Winner of the BBC Match of the Day 'Goal of the Season' competition in 1994/95 and scorer of the last ever goal at The Dell in 2001, Le Tissier is the second highest-scoring Southampton player of all time behind

Mick Channon
who, in his favour, had two spells at the club between 1966 and 1977 and later between 1979 and 1982. His goalscoring rate was second to none with The Saints, almost managing two goals in every three games. Sandwiched in between these two spells with Southampton was a two-year run at Manchester City where he even scored one in every three games there.

While at Man City, Channon played alongside well known names such as Peter Barnes, Colin Bell and Asa Hartford, honing his 'windmill' goal celebration with every passing week. It was also seen many a time when he played for England where he became the 15th highest-scoring player ever, level with his old Southampton team-mate

Kevin Keegan
who, having cemented himself as a Liverpool legend, promptly tried his luck over at Hamburg where he became the European Footballer of the Year twice and won the Bundesliga with his teammates in 1979. In 1980, he just missed out on picking up a European Cup winner's medal when Hamburg lost in the Final 1-0 to Nottingham Forest.

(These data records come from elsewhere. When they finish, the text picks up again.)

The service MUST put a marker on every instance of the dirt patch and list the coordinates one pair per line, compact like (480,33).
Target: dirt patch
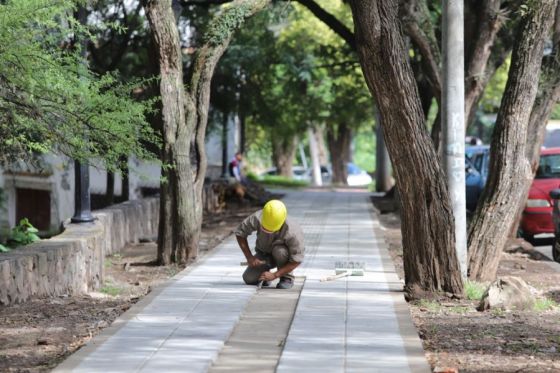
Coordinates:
(455,335)
(37,335)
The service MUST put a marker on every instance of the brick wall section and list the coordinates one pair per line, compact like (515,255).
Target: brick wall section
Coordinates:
(72,262)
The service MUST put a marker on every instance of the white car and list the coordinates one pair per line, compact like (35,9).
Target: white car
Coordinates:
(357,176)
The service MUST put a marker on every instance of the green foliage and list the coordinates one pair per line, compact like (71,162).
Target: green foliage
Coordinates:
(51,101)
(555,112)
(23,234)
(364,149)
(492,98)
(544,304)
(286,71)
(224,26)
(276,180)
(474,290)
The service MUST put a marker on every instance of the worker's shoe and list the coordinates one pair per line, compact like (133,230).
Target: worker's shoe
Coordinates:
(285,283)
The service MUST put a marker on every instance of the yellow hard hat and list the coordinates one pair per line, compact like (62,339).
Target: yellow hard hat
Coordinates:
(274,215)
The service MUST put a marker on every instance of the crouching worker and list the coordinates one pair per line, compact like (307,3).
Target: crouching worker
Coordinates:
(279,245)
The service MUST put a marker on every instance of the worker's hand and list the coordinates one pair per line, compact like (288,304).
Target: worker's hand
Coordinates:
(267,276)
(255,262)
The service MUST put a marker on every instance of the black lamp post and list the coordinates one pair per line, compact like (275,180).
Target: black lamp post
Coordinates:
(82,199)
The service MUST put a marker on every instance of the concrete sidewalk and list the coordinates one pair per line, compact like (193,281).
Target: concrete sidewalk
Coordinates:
(353,324)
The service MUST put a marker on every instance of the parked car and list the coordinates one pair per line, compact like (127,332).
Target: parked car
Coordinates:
(477,160)
(555,196)
(356,176)
(536,218)
(474,185)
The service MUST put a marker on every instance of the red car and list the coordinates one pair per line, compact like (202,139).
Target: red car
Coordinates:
(537,216)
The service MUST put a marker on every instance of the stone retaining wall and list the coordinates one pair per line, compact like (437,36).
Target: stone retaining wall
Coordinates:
(72,262)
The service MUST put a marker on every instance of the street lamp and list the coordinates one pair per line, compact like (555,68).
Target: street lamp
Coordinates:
(82,198)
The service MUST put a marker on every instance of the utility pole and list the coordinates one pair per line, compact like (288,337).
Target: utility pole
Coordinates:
(315,163)
(82,196)
(453,110)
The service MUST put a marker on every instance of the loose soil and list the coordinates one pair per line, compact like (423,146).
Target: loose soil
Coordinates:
(457,337)
(37,335)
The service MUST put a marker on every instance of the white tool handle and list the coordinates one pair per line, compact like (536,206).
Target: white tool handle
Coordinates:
(340,275)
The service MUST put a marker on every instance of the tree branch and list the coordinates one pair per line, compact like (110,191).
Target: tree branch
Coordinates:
(416,22)
(479,72)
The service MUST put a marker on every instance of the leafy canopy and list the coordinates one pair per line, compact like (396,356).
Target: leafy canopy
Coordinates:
(50,101)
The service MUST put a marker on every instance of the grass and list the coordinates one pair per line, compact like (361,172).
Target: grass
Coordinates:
(461,310)
(430,305)
(497,312)
(474,290)
(109,259)
(544,304)
(110,289)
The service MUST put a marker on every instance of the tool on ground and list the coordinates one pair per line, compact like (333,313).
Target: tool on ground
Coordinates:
(344,269)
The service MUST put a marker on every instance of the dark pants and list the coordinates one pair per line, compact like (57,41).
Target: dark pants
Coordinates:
(277,259)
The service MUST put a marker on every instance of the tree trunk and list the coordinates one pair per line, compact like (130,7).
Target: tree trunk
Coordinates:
(338,140)
(185,115)
(283,154)
(382,162)
(510,170)
(320,137)
(125,187)
(430,260)
(547,96)
(478,73)
(225,160)
(314,152)
(110,188)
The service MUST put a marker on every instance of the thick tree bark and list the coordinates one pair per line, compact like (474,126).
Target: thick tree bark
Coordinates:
(547,96)
(283,154)
(338,140)
(510,170)
(430,260)
(383,164)
(185,115)
(488,22)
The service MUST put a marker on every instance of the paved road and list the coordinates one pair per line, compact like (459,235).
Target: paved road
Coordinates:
(353,324)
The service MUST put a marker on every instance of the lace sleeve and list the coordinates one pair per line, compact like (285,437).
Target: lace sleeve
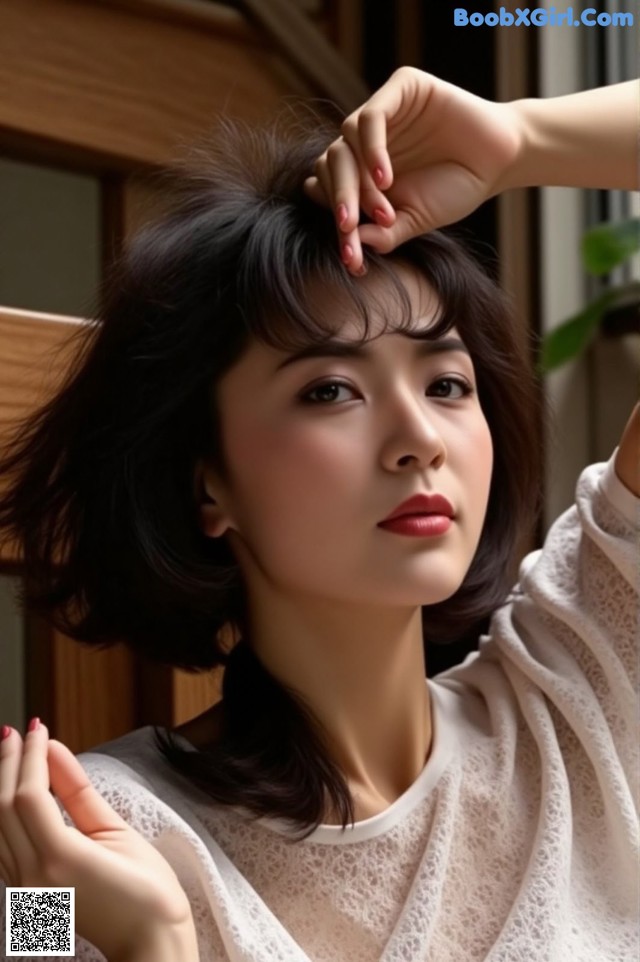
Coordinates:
(571,625)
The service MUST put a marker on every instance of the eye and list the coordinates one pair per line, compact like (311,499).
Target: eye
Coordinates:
(451,388)
(326,393)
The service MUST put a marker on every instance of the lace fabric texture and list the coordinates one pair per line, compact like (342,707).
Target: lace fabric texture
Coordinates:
(519,840)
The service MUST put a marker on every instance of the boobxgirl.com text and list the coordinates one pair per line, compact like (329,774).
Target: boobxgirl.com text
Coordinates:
(542,17)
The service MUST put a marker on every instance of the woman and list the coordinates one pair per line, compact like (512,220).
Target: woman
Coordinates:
(340,467)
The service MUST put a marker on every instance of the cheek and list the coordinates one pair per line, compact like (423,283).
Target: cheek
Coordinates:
(283,472)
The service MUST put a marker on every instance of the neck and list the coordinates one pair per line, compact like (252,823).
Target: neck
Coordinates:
(362,673)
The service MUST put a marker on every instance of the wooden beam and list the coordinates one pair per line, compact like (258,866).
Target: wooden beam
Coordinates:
(108,86)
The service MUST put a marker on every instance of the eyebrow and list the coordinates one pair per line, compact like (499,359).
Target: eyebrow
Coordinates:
(334,348)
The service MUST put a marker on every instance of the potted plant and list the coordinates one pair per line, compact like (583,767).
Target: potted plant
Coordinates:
(614,312)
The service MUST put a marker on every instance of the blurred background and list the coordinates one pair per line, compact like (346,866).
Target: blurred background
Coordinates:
(95,96)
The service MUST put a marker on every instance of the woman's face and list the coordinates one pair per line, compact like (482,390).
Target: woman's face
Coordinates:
(321,449)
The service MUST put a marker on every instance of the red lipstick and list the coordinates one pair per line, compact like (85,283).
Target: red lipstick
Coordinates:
(423,515)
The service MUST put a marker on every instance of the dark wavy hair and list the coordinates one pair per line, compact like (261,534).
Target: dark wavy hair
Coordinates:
(100,480)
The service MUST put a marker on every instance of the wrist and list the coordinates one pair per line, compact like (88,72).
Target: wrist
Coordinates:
(587,139)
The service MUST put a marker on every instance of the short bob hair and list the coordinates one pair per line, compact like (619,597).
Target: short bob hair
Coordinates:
(102,495)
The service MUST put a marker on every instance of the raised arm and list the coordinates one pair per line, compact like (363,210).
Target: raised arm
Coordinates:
(627,463)
(588,139)
(422,153)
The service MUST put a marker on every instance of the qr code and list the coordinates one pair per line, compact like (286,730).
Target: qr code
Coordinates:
(40,921)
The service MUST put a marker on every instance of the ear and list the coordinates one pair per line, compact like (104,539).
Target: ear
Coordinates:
(211,499)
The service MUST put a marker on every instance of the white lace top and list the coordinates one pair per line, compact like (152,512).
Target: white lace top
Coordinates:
(519,839)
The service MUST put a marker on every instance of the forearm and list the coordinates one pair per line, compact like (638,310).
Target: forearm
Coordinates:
(587,139)
(165,945)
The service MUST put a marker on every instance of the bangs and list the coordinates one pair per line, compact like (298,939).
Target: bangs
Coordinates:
(288,275)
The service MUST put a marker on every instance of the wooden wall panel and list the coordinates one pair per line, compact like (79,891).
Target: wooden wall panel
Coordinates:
(105,85)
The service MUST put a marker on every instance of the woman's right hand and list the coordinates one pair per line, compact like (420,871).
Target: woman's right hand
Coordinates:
(440,152)
(125,891)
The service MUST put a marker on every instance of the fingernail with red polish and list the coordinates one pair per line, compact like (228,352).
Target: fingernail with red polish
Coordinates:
(347,253)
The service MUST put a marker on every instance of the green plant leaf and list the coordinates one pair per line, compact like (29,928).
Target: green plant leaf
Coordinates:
(570,338)
(607,245)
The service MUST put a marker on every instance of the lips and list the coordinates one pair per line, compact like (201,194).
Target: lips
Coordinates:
(422,504)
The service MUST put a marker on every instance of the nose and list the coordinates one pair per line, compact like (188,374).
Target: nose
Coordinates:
(412,439)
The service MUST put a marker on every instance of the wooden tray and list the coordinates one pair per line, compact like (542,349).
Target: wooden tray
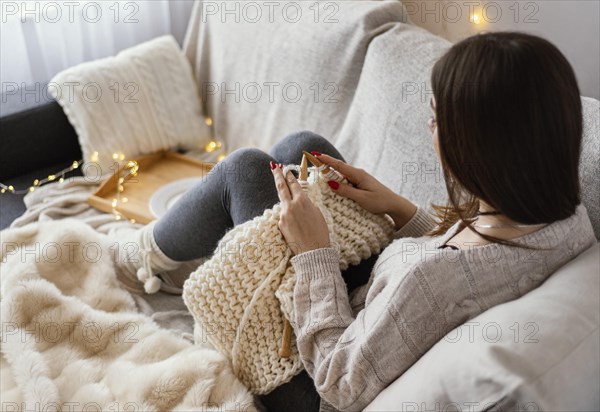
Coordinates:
(155,171)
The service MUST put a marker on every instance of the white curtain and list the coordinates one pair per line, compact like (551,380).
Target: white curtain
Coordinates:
(40,38)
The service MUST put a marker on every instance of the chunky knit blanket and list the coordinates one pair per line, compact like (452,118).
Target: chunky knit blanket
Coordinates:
(241,296)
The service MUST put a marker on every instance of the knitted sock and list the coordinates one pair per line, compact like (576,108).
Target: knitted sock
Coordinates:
(139,259)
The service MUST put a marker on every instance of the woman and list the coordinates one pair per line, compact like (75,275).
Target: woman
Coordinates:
(507,129)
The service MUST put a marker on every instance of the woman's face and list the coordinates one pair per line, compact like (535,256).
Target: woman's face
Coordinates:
(432,123)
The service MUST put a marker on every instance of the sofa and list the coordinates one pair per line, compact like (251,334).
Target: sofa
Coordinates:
(360,77)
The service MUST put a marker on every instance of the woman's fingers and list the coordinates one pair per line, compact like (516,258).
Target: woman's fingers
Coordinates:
(281,184)
(353,174)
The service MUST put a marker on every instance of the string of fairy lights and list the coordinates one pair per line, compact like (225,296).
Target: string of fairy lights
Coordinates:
(128,168)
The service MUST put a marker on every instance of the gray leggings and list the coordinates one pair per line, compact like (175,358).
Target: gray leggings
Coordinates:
(238,189)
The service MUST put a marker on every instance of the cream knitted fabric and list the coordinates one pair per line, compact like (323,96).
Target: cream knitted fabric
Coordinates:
(241,295)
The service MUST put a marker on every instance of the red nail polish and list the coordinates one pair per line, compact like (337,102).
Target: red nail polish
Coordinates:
(333,184)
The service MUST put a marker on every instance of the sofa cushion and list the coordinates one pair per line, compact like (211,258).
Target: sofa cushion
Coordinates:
(308,54)
(521,353)
(386,130)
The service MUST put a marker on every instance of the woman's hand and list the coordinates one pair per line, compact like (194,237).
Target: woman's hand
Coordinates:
(301,222)
(369,192)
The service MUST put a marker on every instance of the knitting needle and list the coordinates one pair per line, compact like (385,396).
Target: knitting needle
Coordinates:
(327,171)
(286,341)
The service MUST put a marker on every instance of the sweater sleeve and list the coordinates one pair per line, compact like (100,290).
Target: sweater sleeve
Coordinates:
(350,359)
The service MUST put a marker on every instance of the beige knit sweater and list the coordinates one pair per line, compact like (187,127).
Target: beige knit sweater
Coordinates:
(353,347)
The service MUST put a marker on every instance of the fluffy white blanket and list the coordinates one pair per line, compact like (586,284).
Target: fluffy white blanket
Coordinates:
(72,338)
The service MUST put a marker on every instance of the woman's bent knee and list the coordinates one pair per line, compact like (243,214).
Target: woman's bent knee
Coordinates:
(289,149)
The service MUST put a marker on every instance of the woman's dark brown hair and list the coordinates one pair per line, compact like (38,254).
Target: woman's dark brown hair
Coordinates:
(509,121)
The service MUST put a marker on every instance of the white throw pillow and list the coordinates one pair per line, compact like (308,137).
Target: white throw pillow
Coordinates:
(537,353)
(141,101)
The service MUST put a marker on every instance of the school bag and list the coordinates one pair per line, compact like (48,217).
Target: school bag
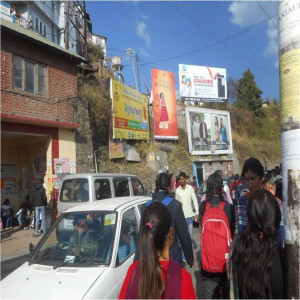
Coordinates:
(166,201)
(215,238)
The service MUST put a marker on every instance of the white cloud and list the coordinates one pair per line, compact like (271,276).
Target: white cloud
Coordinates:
(142,32)
(247,13)
(143,52)
(272,46)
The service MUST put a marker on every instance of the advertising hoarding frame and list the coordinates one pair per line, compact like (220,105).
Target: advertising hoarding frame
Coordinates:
(212,144)
(130,119)
(164,105)
(202,83)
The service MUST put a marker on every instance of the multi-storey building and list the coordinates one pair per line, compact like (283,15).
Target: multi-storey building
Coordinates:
(38,93)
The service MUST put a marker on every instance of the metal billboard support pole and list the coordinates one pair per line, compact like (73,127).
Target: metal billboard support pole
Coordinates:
(288,16)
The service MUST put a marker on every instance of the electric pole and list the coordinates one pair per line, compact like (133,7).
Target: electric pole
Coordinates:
(67,30)
(131,52)
(138,68)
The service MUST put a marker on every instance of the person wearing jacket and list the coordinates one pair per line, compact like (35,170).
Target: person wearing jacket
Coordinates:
(39,200)
(216,283)
(156,275)
(182,239)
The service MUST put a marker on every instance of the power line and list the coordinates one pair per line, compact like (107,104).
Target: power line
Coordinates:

Rather than stay on at Hamburg where he'd have undoubtedly shared top billing with some new fancy-dan arrival by the name of Franz Beckenbauer, Keegan opted for a much more alluring future at Southampton where Lawrie McMenemy wanted him to play alongside stars such as Alan Ball, Mick Channon and

Charlie George
among others. George was the hero of the 1971 Arsenal FA Cup-winning side where he scored the goal which sank Liverpool in the Final that year. One of the key members of the team which won the Double that year, he moved onto Derby in 1975 where he once memorably scored a hat-trick against Real Madrid in a European Cup tie.

His career would see him travel the world to numerous places such as the USA, Hong Kong and even Bournemouth, but by 1983 it was all over. This once great player was left with only memories of the 87 career goals he'd scored on the one hand and the finger he'd once lost in a lawnmower accident on the other. Or not, as the case may be.

All of which brings us full circle with a link from Charlie George to the first name on our list, David James. To play in goal, it's essential at the very least to have all ten fingers, but to be a great player perhaps all you need is a name made up of two first names. Here endeth the lesson.